What he and his supporters are, however, are hypocrites. This is a man who has openly supported regimes in which LGBT people were persecuted. When he died in 2016, Mr Corbyn referred to Cuban despot Fidel Castro as a ‘champion of social justice’. Castro once referred to being LGBT as a ‘deviation incompatible with the revolution’. Castro bragged of his genius when setting up cruel work camps where many gay men, without so much as a trial, were sent with little food or water to work camps. They received telegrams telling them they’d been called up for service, only to be rounded up with other men like them and captured. How is that social justice, Mr Corbyn?

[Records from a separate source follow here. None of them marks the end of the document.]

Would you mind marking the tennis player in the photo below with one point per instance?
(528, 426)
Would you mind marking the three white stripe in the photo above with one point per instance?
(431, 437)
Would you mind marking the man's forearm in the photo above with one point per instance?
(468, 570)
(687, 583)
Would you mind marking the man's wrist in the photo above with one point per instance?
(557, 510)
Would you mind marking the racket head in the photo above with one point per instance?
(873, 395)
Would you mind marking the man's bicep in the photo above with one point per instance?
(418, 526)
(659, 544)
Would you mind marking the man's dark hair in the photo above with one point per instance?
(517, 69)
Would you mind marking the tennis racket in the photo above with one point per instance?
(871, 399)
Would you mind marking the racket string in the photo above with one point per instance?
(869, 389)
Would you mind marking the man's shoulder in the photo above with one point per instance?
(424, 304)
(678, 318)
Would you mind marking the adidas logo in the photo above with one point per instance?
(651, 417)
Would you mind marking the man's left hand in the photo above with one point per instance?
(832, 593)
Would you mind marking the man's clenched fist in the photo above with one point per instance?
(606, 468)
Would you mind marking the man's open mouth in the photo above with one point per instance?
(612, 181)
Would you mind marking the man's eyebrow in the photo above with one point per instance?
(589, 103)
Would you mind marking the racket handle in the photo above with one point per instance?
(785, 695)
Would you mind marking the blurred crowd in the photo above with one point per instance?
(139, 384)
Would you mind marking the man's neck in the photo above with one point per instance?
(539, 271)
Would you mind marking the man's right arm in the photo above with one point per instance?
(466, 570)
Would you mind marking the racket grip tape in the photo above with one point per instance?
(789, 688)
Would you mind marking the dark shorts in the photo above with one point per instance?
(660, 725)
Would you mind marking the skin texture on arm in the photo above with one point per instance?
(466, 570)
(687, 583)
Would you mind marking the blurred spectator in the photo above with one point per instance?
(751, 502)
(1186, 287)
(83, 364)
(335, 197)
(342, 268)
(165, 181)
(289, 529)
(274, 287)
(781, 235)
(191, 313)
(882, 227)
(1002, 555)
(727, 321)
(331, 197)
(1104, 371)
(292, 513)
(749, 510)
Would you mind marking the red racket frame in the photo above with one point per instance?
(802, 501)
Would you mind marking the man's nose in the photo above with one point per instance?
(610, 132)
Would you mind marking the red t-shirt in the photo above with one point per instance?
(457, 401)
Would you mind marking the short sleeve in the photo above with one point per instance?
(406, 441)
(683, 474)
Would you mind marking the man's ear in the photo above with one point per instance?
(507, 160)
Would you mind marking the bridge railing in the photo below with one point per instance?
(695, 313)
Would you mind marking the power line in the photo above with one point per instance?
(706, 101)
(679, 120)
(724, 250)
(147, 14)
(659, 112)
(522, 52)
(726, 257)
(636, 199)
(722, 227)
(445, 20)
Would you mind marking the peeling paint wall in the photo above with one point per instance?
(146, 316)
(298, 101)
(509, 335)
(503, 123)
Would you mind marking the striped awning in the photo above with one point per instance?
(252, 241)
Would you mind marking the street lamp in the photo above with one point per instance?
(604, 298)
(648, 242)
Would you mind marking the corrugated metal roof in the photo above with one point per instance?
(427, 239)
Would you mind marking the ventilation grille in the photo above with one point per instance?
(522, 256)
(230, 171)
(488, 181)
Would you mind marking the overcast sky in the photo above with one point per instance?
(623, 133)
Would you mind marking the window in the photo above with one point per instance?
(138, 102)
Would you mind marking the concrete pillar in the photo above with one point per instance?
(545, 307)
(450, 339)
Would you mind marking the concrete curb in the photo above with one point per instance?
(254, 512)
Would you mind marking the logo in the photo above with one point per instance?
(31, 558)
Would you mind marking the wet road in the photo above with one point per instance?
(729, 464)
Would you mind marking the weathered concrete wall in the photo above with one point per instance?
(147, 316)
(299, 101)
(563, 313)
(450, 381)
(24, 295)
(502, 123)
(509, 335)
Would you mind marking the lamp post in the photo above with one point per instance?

In his speech which launched the aptly named ‘choicegate’, Mr Corbyn denounced the UK strengthening any relationship with other countries, particularly via trade deals, where the Government in that country were anti-LGBT. It was a thinly veiled and unsubtle reference to Theresa May’s recent visit to the US. Yet, Mr Corbyn was set to travel to Turkey in a pre-Brexit referendum speech where he was set to demand that Turkey join the EU. This visit and speech was scrapped in fears that it would give the Leave campaign more ammunition. Turkey is another country with a spotty LGBT history as its President, Recep Tayyip Erdogan, last year lambasted the Western world for prioritising gay rights and animal rights over the lives of Syrian refugees.
Mr Erdogan said,
“Shame on those who in the West divert their sensitivity to the so-called freedoms, rights, and law shown in the debate over gay marriage away from Syrian women, children, and innocents in need of aid. Shame on those who divert their sensitivities to the living space of the whales in the seas, seals, [and] turtles away from the right to life of 23 million Syrians. Shame on those who put their security, welfare [and] comforts ahead of other people’s struggle to survive.”
LGBT rights and animal rights being treated as one of the same. Same-sex marriage considered a ‘comfort’. Yet Corbyn wanted them to join the EU?
Jeremy Corbyn is not a homophobe. Choicegate is a complete storm in a teacup without measured debate. I do not believe he ‘misspoke’ but simply just didn’t consider the power of the language he was using. He is absolutely an ally and the LGBT community on both the left and the right would be wrong in attacking him as being anti-LGBT.
Yet, my biggest gripe is that Mr Corbyn and his supporters are openly lambasting Theresa May’s relationship with Trump whilst they sit back and allow Mr Corbyn to praise people who have committed heinous crimes against their LGBT population. Trump recently reaffirmed commitment to President Obama’s 2014 Executive Order to protect LGBT rights in the work place and then swiftly leaked a proposed Religious Freedom Executive Order which allows LGBT people to be discriminated against by businesses and other entities based on their sexuality. Mr Corbyn would be absolutely right to say that, if the US Government does proceed to introduce anti-LGBT executive orders and laws, that the UK must strongly consider our relationship. But, in the meantime, he must also remember the old adage that one should get their own house in order before telling others what to do with theirs.